Los labios de Ximena temblaban ligeramente. Pasó un largo rato antes de que pudiera pronunciar, con voz temblorosa:
—Enrique...
Él se acercó con el rostro inescrutable, sin siquiera dignarse a mirarla.
Sus profundos ojos oscuros estaban clavados en Renata, como si estuviera reprimiendo una furia contenida.
—Renata, tenemos que hablar —dijo con voz grave.
Renata arqueó una ceja, genuinamente sorprendida por la situación.
—¡Claro! —respondió con indiferencia.
Y sin añadir más, dio media vuelta para marcharse, pasando rozando el hombro de Enrique...
Pero en ese instante.
Sintió un agarre firme. El hombre le había sujetado la muñeca.
Renata se detuvo en seco.
La fuerza de Enrique era implacable. Tiró de ella hacia su cuerpo, de modo que la fina tela de lana de la ropa de ella rozó contra el impecable traje de él. La cercanía repentina estaba cargada de una ambigüedad asfixiante. El rostro de ella quedó a centímetros de su hombro, en una postura sumamente íntima.

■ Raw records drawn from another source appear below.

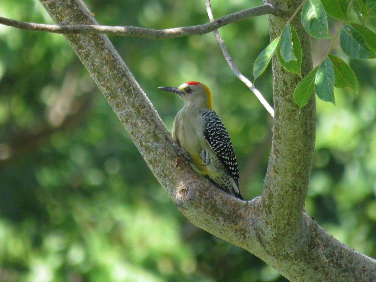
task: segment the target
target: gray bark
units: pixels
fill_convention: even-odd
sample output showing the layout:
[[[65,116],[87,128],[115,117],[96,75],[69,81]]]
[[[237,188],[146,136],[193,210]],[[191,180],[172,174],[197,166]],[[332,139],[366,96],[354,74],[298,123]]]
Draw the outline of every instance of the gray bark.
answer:
[[[97,24],[80,0],[41,3],[58,24]],[[300,0],[276,2],[293,11]],[[291,13],[290,13],[291,14]],[[272,38],[287,18],[271,16]],[[312,68],[310,38],[292,24]],[[171,137],[132,74],[103,35],[64,35],[177,208],[194,224],[248,250],[291,281],[376,281],[376,261],[350,249],[303,212],[314,146],[314,97],[299,112],[293,93],[299,77],[273,61],[275,117],[262,194],[243,202],[202,180]]]

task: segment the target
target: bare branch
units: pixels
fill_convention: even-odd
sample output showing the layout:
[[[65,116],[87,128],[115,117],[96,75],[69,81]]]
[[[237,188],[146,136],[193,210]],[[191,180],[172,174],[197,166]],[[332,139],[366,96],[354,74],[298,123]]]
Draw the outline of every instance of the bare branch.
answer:
[[[153,39],[168,38],[190,35],[202,35],[230,23],[237,23],[253,17],[273,14],[279,15],[282,12],[269,4],[244,10],[221,17],[208,23],[193,26],[153,29],[135,26],[108,26],[92,24],[59,26],[33,23],[0,17],[0,24],[31,31],[42,31],[55,33],[71,34],[80,33],[104,34],[127,36],[140,36]]]
[[[213,13],[212,12],[210,0],[206,0],[206,12],[208,12],[208,15],[209,17],[209,20],[210,20],[211,22],[212,23],[214,21],[214,18],[213,17]],[[253,92],[256,97],[257,97],[257,99],[259,99],[259,101],[260,101],[260,102],[261,103],[262,106],[264,106],[266,109],[266,110],[270,114],[270,115],[274,117],[274,110],[273,109],[273,108],[269,105],[269,103],[265,100],[264,96],[262,96],[262,94],[255,87],[253,83],[251,82],[250,80],[243,75],[240,73],[238,68],[235,65],[233,61],[232,60],[232,58],[230,55],[227,48],[226,48],[224,41],[221,38],[221,36],[219,35],[219,32],[218,32],[218,30],[215,29],[213,30],[213,32],[214,33],[214,35],[215,36],[215,39],[217,39],[217,42],[218,42],[219,45],[221,46],[222,52],[223,53],[223,56],[226,59],[227,63],[228,64],[229,66],[230,66],[230,68],[231,69],[231,70],[233,72],[233,73],[235,74],[235,75],[237,76],[238,78],[247,85],[251,91]]]

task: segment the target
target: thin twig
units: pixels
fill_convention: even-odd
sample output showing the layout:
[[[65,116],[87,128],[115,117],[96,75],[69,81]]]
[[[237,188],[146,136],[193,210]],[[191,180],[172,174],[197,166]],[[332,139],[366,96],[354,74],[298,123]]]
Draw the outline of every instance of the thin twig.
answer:
[[[212,12],[211,8],[210,0],[206,0],[206,12],[208,13],[208,15],[209,16],[210,21],[212,22],[212,21],[214,20],[214,18],[213,17],[213,13]],[[253,86],[253,83],[247,77],[243,75],[235,65],[235,64],[234,64],[233,61],[232,60],[232,58],[230,55],[230,54],[227,50],[227,48],[226,48],[224,42],[221,38],[221,36],[219,35],[218,30],[215,29],[213,31],[213,32],[215,36],[215,39],[217,39],[217,42],[221,47],[221,49],[222,49],[222,52],[223,53],[223,56],[227,61],[227,63],[229,64],[231,70],[235,74],[235,75],[240,80],[240,81],[247,85],[251,91],[253,92],[253,94],[259,99],[261,104],[266,109],[266,110],[269,112],[269,113],[270,114],[270,115],[272,117],[274,117],[274,110],[273,109],[273,108],[269,105],[267,101],[265,100],[265,99],[262,96],[262,94],[261,94],[261,92]]]
[[[192,26],[153,29],[135,26],[108,26],[77,24],[58,26],[33,23],[16,21],[0,17],[0,24],[25,30],[41,31],[59,34],[104,33],[127,36],[140,36],[158,39],[188,35],[201,35],[230,23],[237,23],[253,17],[273,14],[280,15],[282,12],[270,4],[250,8],[224,16],[210,23]]]

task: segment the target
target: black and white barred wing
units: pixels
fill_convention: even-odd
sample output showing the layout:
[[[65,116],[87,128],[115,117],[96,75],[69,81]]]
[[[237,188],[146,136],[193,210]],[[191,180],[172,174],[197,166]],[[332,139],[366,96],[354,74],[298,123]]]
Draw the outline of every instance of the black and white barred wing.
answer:
[[[202,114],[205,127],[203,132],[205,138],[237,183],[239,181],[238,162],[227,130],[214,111],[202,111],[200,112]]]

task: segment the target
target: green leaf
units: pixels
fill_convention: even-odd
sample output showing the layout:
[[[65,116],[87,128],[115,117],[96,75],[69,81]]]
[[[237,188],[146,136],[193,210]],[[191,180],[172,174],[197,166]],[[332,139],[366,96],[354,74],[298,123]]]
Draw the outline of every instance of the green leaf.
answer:
[[[299,41],[299,38],[296,31],[294,27],[291,27],[291,33],[293,39],[293,45],[294,50],[294,55],[296,58],[296,61],[291,61],[286,62],[284,60],[281,55],[280,51],[280,44],[278,45],[277,49],[277,53],[278,55],[278,59],[281,65],[288,71],[294,73],[296,73],[301,77],[302,74],[300,73],[300,69],[302,68],[302,46]]]
[[[356,77],[350,66],[339,57],[331,54],[328,57],[334,70],[334,87],[356,91]]]
[[[324,0],[322,4],[328,15],[335,18],[349,21],[347,0]]]
[[[368,50],[372,53],[376,52],[376,33],[363,26],[356,24],[352,24],[351,25],[364,38]],[[376,55],[376,53],[371,54],[368,58],[373,58],[374,55]]]
[[[334,70],[330,59],[325,56],[315,76],[315,92],[321,100],[332,103],[334,100]]]
[[[363,60],[371,55],[364,37],[351,24],[342,27],[340,43],[344,53],[350,58]]]
[[[366,3],[368,15],[374,17],[376,14],[376,0],[367,0]]]
[[[308,33],[315,38],[331,37],[328,34],[328,20],[320,0],[307,0],[302,8],[300,21]]]
[[[296,58],[294,55],[293,36],[291,34],[291,27],[289,22],[287,22],[287,24],[282,30],[279,41],[279,47],[281,56],[284,61],[286,62],[296,61]]]
[[[294,100],[300,108],[305,106],[312,96],[314,88],[315,76],[318,68],[318,67],[316,67],[300,80],[294,91]]]
[[[255,79],[262,74],[266,69],[279,42],[279,36],[273,40],[257,57],[253,65],[253,76]]]
[[[362,10],[359,6],[359,3],[357,0],[353,0],[353,9],[354,11],[356,14],[358,18],[359,19],[359,21],[363,26],[364,25],[364,22],[363,20],[363,14],[362,14]]]

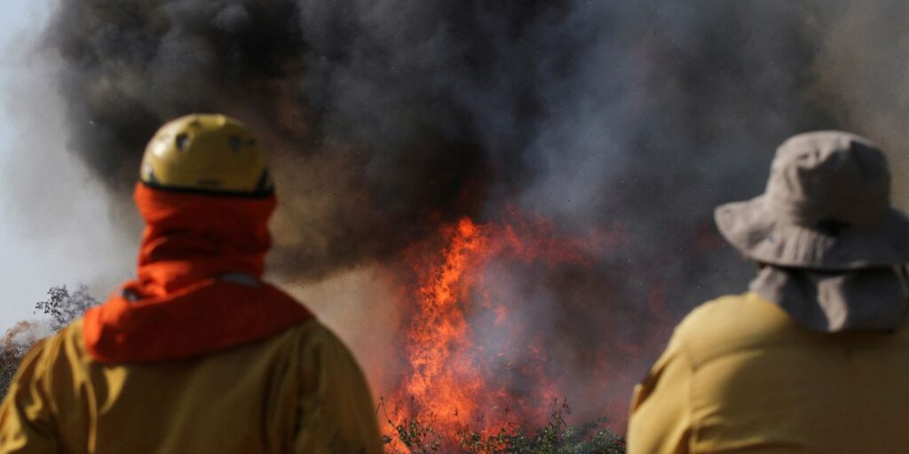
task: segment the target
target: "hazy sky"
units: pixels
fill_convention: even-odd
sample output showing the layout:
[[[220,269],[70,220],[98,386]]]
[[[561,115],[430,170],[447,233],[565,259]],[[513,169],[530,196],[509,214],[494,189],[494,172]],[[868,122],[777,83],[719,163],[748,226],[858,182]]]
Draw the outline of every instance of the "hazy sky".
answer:
[[[103,190],[65,152],[53,69],[35,58],[50,4],[4,0],[0,14],[0,331],[39,317],[52,285],[104,297],[135,256],[135,232],[113,225]]]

Él miró su rostro radiante y delicado. Sus ojos parecían pozos de tinta, insondables y peligrosos...
Renata parpadeó levemente... ¿Acaso este hombre había olvidado que ayer mismo habían tenido una pelea brutal? ¿Y peor aún, que su primer amor estaba de pie justo detrás de él?
Intentó zafarse.
Pero Enrique no aflojó el agarre. De hecho, apretó aún más.
La tensión se volvió insoportable.
A un lado, Ximena observaba el forcejeo como si le hubiera caído un rayo encima...
Miraba al hombre sin poder dar crédito a lo que veía.
Miraba la actitud posesiva con la que dominaba a Renata.
Manteniendo sus ojos en esa mirada cargada de celos que él le dedicaba a la otra mujer.
En ese preciso instante, algo dentro del pecho de Ximena pareció romperse en mil pedazos...
Porque fue en ese momento cuando finalmente comprendió la verdad: todo ese instinto dominante, toda esa obsesión... él jamás lo había demostrado frente a ella.
El cariño que Enrique le tenía era, en realidad, el deber de un hermano mayor cuidando de su hermana menor, no la pasión de un hombre enamorado de una mujer.
Ximena palideció, las lágrimas comenzaron a agolparse en sus ojos. Hizo un esfuerzo titánico para no soltarse a llorar ahí mismo, para no derrumbarse por completo.
Renata, atrapada por Enrique, no entendía qué demonios pretendía. Muerta de vergüenza y frustración, levantó la mirada y lo fulminó con los ojos.
Enrique entrecerró los ojos y solo entonces aflojó lentamente el agarre.